Добавить в цитаты Настройки чтения

Страница 101 из 113

Оставалось лишь смотреть на траву, и Фридрих смотрел на траву. Он брал с собой — смотреть на траву — старшую дочь, и Гермина, казалось, и его, и траву понимала, и тоже смотрела, и тогда Фридриху становилось страшно: ему казалось, что ребёнка, умеющего в таком возрасте увидеть и услышать траву, ждет очень опасная судьба...

Вскоре Фридрих понял, что адекватна не только трава, что в придуманном им ровном горении обрела адекватность и Гертруда. А он теперь был как бы ни при чём, его усилия по созданию семьи как идеального текста оказались лишними. Семье не нужен был теперь Фридрих-автор, но нужен был Фридрих-муж и отец.

Известный американский психолог Нил Гудвин описывает схожую ситуацию, в которой оказался некий американский кинорежиссёр (фамилии Гудвин не называет)17. Дойдя до того же состояния, в каком мы абзацем раньше оставили Фридриха, режиссёр бросил семью, ибо такой расклад — по Гудвину — оскорблял в нём художника и убивал в нём творческий потенциал. Нам такая трактовка кажется не только нравственно уродливой (что, впрочем, вполне рифмуется с профессией кинорежиссёра), но попросту примитивной. К истории, происходящей в Веренинге, эта схема приложима плохо.
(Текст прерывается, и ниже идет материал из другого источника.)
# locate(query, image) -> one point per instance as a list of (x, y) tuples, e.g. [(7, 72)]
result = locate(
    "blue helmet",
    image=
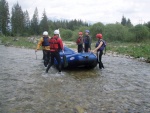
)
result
[(87, 31)]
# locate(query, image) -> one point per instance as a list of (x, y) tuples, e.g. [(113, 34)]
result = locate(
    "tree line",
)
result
[(19, 24)]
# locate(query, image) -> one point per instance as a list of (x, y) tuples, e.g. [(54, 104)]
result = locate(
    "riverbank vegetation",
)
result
[(121, 37)]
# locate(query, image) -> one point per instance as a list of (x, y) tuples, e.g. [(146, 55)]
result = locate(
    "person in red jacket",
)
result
[(79, 42), (56, 45)]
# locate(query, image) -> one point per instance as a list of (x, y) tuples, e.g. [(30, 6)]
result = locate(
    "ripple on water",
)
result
[(123, 86)]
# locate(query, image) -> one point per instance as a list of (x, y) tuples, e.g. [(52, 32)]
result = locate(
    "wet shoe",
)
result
[(46, 71)]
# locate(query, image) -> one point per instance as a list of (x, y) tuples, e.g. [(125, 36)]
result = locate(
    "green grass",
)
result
[(19, 42), (136, 50)]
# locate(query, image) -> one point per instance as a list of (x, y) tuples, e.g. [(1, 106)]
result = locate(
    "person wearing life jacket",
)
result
[(100, 45), (87, 41), (79, 42), (44, 42), (56, 45)]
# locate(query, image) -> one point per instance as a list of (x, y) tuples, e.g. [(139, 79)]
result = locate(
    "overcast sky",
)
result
[(105, 11)]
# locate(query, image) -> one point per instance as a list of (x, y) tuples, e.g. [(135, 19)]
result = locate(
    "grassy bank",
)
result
[(17, 42), (136, 50)]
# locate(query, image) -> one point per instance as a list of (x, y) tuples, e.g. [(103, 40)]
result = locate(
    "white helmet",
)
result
[(45, 33), (56, 32)]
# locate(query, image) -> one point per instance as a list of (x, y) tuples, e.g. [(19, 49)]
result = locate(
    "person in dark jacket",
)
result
[(87, 41), (100, 45), (56, 45), (79, 42)]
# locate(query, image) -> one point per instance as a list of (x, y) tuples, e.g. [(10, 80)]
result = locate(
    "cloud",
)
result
[(106, 11)]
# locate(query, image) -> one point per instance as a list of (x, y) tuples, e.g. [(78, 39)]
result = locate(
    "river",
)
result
[(122, 87)]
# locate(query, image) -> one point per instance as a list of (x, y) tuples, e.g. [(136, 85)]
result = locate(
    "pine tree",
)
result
[(4, 17), (35, 23), (17, 20), (44, 23)]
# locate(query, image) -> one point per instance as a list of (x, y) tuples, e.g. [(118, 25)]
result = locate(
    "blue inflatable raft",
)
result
[(74, 59)]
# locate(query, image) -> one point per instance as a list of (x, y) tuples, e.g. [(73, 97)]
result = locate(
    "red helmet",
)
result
[(80, 33), (99, 36)]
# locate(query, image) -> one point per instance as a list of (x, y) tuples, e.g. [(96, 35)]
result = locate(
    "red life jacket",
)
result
[(79, 40), (54, 44)]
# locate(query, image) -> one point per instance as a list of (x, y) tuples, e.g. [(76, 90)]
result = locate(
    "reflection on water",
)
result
[(123, 86)]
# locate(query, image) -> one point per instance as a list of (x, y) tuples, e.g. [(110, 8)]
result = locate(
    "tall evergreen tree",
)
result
[(35, 23), (17, 20), (44, 26), (4, 17)]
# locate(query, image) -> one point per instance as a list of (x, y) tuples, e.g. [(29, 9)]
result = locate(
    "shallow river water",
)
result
[(122, 87)]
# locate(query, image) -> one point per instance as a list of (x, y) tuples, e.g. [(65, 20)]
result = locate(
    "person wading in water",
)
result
[(56, 45)]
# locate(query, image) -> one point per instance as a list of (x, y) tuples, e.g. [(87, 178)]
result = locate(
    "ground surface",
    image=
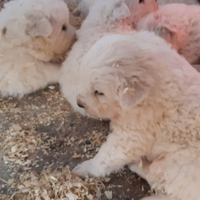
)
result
[(41, 132)]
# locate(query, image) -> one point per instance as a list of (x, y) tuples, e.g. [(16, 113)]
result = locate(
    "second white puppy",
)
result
[(34, 35), (106, 17), (151, 95)]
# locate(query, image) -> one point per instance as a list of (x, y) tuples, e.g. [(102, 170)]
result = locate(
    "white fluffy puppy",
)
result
[(34, 33), (151, 95), (105, 17), (179, 25)]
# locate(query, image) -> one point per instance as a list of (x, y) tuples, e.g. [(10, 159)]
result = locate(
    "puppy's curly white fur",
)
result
[(151, 95), (35, 35)]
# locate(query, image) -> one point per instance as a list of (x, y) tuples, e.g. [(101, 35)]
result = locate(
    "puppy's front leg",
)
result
[(112, 156)]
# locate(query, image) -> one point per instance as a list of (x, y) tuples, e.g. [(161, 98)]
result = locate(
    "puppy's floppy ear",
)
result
[(132, 92), (121, 11), (38, 24)]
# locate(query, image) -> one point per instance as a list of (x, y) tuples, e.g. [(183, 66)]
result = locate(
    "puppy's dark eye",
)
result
[(64, 27), (98, 93)]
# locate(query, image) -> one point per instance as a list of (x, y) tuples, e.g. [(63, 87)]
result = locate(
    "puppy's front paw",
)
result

Дело не в том, что Фридрих-художник оскорбился. Раньше он знал, конечно, об условности грани между состоянием художника и состоянием человека (в нашем случае — действующего мужа). Теперь он ощутил условность самых этих состояний. Он понял, что и Фридрих-художник, и Фридрих-человек — это лишь мультипликационные варианты, это лишь какие-то локальные рефлексии некоего адекватного Фридриха. И нужны они лишь затем, вернее, лишь потому, что адекватным Фридрих себя чувствовать не умел, для самообозначения ему были необходимы какие-то контекстуальные зацепки. Трава, Гертруда, дети — они были адекватны, они вполне овладели этим искусством. Фридрих — нет. Он не научился быть адекватным, но он уже не мог интегрировать себя и в одну из рефлексных систем, ибо понял их ложность; скажем так — их ущербность на фоне семьи и умопомрачительной травы Веренинга. Он существовал теперь в каком-то взвешенном или газообразном состоянии, ему срочно понадобилась опора — чувство, работа, — чтобы вновь воплотиться в реальности: не важно в какой. Он жаждал фиксации. И произошло то, что произошло. Но об этом — парой страниц ниже.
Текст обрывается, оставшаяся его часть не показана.